Cannabinoids in the Management of Severe Nausea and Vomiting from Cancer Chemotherapy. Some Additional Considerations

Cannabis occurs naturally in the dried flowering or fruiting tops of the Cannabis sativa plant. Cannabis is most often consumed by smoking marihuana. Cannabinoids are the active compounds extracted from cannabis. Recently, there has been renewed interest in cannabinoids for medicinal purposes. The two proven indications for the use of the synthetic cannabinoid (dronabinol) are chemotherapy-induced nausea and vomiting and AIDS-related anorexia. Other possible effects that may prove beneficial in the oncology population include analgesia, antitumor effect, mood elevation, muscle relaxation, and relief of insomnia. Two types of cannabinoid receptors, CB1 and CB2, have been detected. CB1 receptors are expressed mainly in the central and peripheral nervous system.
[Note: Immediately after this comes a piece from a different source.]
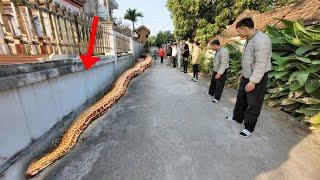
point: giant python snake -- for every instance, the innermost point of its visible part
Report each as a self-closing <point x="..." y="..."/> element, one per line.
<point x="70" y="138"/>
CB2 receptors are found in certain nonneuronal tissues, particularly in the immune cells. Recent discovery of both the cannabinoid receptors and endocannabinoids has opened a new era in research on the pharmaceutical applications of cannabinoids. The use of cannabinoids should be continued in the areas indicated, and further studies are needed to evaluate other potential uses in clinical oncology.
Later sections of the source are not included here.